Il a fallu attendre la loi du 29 juillet 1982 sur la communication audiovisuelle et la mise en place de la Haute autorité de la communication audiovisuelle, devenue en 1989 le Conseil supérieur de l’audiovisuel, pour qu’advienne une véritable émancipation de l’audiovisuel public à l’égard du pouvoir exécutif, ainsi que je l’évoquais tout à l’heure, et que soit instaurée une procédure transparente et objective de nomination des présidents des sociétés nationales de programme par une autorité administrative indépendante. La loi organique du 5 mars 2009 a marqué un véritable recul en la matière. Les projets discutés aujourd’hui introduisent un pas supplémentaire vers l’indépendance du CSA. Je remercie Mme la ministre, le Gouvernement et la commission d’avoir soutenu une nouvelle émancipation à l’égard du politique, affirmant ainsi la structuration d’une société qui n’est pas uniquement articulée entre un chef et les administrés mais qui compte avec des corps intermédiaires éduqués, structurés, intelligents et qui veulent être intelligibles.

En fixant ainsi la procédure de nomination, nous assumons une réalité d’indépendance et non pas, comme la loi du 5 mars 2009, une présomption de dépendance à l’égard du pouvoir exécutif. L’indépendance de l’audiovisuel constitue une exigence constitutionnelle. Dans le respect de cette exigence, le projet de loi organique dont j’ai l’honneur d’être la rapporteure ainsi que le projet de loi ordinaire rapporté par notre collègue Marcel Rogemont, dont je tiens ici à saluer une fois de plus le travail, visent tous deux à mettre fin à la présomption de dépendance et à renforcer les garanties d’indépendance, de transparence et d’objectivité de la procédure de nomination. À cet effet, le projet de loi ordinaire restitue au Conseil supérieur de l’audiovisuel, autorité administrative, le soin de désigner à la majorité de ses membres les présidents des trois sociétés nationales de programmes, revenant ainsi aux règles applicables avant l’entrée en vigueur de la loi organique du 5 mars 2009.

Le dispositif envisagé est pleinement conforme aux exigences formulées par le Conseil constitutionnel, qui a constamment veillé à ce que la procédure de nomination des dirigeants des sociétés nationales de programmes garantisse l’indépendance de ces dernières. Ainsi, dans une décision du 26 juillet 1989, il a considéré que la nomination des dirigeants par le CSA permettait « d’assurer l’indépendance des sociétés nationales de programme chargées de la conception et de la programmation d’émissions de radiodiffusion sonore ou de télévision et de concourir ainsi à la mise en oeuvre de la liberté de communication proclamée par l’article 11 de la Déclaration des droits de l’homme et du citoyen de 1789 ».
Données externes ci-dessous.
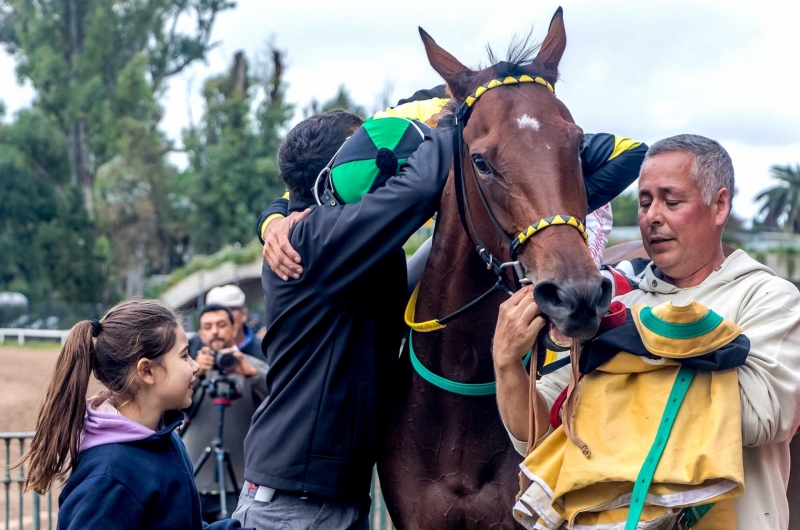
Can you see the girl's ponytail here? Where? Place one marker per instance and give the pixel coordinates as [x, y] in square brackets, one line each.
[60, 422]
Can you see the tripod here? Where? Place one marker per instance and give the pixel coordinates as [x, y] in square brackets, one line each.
[222, 457]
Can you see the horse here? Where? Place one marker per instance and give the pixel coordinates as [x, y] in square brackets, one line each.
[447, 461]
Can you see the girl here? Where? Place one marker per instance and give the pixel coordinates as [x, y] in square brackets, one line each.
[129, 470]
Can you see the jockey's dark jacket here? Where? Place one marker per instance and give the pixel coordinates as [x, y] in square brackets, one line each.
[610, 164]
[333, 335]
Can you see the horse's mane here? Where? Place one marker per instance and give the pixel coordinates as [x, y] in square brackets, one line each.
[520, 55]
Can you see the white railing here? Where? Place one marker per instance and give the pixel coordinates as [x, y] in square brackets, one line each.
[48, 334]
[22, 334]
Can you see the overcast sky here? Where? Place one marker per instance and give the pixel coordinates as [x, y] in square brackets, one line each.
[729, 70]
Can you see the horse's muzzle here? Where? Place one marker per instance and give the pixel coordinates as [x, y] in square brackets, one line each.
[575, 307]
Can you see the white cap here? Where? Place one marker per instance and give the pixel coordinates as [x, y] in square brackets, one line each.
[226, 295]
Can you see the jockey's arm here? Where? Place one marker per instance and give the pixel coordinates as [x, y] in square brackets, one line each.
[610, 164]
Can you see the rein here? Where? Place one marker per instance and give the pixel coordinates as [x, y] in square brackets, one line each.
[493, 264]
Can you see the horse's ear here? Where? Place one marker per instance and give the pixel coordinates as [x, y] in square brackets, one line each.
[457, 76]
[553, 46]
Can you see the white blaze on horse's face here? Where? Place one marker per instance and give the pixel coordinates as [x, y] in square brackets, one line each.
[526, 122]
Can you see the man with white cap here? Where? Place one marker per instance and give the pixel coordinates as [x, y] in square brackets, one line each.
[232, 297]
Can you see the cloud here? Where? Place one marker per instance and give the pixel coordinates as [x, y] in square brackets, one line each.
[725, 69]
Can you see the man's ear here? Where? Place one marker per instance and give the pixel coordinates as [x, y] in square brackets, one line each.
[144, 370]
[722, 202]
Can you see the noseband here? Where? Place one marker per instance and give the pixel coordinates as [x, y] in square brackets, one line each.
[462, 115]
[493, 264]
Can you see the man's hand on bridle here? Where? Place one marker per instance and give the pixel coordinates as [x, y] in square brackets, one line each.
[518, 323]
[278, 252]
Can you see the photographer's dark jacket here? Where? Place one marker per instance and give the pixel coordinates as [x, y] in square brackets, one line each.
[334, 334]
[144, 481]
[202, 423]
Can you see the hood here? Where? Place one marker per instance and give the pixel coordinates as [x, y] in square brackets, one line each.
[738, 264]
[104, 425]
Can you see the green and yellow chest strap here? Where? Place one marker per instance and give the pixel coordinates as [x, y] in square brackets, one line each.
[689, 516]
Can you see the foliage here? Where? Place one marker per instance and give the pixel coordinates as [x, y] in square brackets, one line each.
[780, 208]
[342, 100]
[625, 208]
[90, 205]
[233, 152]
[237, 255]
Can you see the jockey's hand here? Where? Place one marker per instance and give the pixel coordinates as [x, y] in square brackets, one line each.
[278, 252]
[518, 323]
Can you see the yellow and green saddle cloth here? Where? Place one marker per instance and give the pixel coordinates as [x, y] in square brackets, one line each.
[629, 403]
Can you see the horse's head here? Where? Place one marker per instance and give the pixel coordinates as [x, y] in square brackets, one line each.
[523, 151]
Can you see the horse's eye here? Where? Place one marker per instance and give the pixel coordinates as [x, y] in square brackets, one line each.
[481, 164]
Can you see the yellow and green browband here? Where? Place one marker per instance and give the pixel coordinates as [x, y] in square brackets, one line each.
[510, 80]
[551, 221]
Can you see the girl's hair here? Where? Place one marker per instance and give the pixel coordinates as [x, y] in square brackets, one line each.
[130, 331]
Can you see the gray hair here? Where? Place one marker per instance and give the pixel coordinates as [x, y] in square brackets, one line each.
[712, 169]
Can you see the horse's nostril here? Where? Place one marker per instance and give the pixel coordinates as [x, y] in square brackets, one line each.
[605, 296]
[551, 300]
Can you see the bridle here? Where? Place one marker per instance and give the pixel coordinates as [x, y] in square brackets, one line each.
[493, 264]
[462, 115]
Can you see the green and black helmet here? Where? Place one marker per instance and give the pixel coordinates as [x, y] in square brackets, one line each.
[375, 152]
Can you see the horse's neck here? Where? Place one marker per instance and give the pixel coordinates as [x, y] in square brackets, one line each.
[455, 276]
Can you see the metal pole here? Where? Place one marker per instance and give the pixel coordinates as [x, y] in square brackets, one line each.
[372, 504]
[7, 482]
[21, 484]
[36, 510]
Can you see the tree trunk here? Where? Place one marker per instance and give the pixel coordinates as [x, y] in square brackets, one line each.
[80, 171]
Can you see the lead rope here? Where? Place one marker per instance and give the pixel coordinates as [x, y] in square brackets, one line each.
[568, 416]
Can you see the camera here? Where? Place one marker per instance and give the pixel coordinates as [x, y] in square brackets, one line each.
[225, 362]
[225, 388]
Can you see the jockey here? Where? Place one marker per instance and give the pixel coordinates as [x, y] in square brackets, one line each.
[610, 164]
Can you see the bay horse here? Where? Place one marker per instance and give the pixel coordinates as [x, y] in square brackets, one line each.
[448, 461]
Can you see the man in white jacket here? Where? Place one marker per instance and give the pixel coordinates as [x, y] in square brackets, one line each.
[685, 191]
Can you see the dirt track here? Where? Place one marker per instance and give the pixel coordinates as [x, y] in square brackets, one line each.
[24, 374]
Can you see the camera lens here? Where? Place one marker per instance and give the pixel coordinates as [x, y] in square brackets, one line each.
[226, 361]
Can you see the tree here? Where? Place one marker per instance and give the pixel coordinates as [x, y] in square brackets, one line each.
[342, 100]
[781, 203]
[233, 151]
[99, 68]
[78, 53]
[625, 208]
[48, 244]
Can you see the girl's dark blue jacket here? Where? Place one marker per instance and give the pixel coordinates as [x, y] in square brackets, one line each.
[147, 484]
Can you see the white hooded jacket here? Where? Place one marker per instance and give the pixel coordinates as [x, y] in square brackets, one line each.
[768, 309]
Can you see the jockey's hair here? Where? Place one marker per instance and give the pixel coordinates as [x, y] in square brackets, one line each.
[110, 348]
[712, 168]
[309, 147]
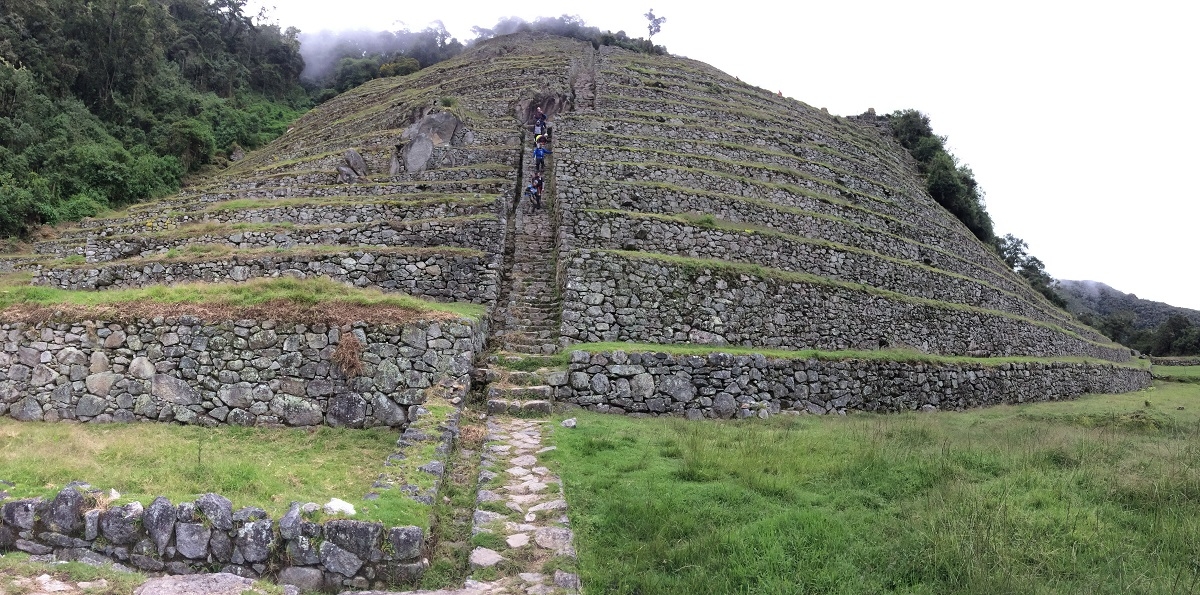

Dans ces conditions, la nomination des présidents des sociétés nationales de programmes par une autorité administrative indépendante, en l’occurrence le CSA, permettra, comme par le passé, de lever tout soupçon sur une éventuelle immixtion du pouvoir exécutif dans un secteur particulièrement important au regard de la préservation de la liberté de communication et de garantir, dans le respect des exigences constitutionnelles, l’indépendance des sociétés audiovisuelles et de radiodiffusion publiques. Tirant les conséquences du nouveau mode de nomination, le projet de loi organique qui nous est soumis abroge, à son article 1er, la loi organique du 5 mars 2009 et supprime, à son article 2, les références aux présidents de France Télévisions, de Radio France et de la société en charge de l’audiovisuel extérieur de la France dans le tableau annexé à la loi organique no 2010-837 du 23 juillet 2010 relative à l’application du cinquième alinéa de l’article 13 de la Constitution.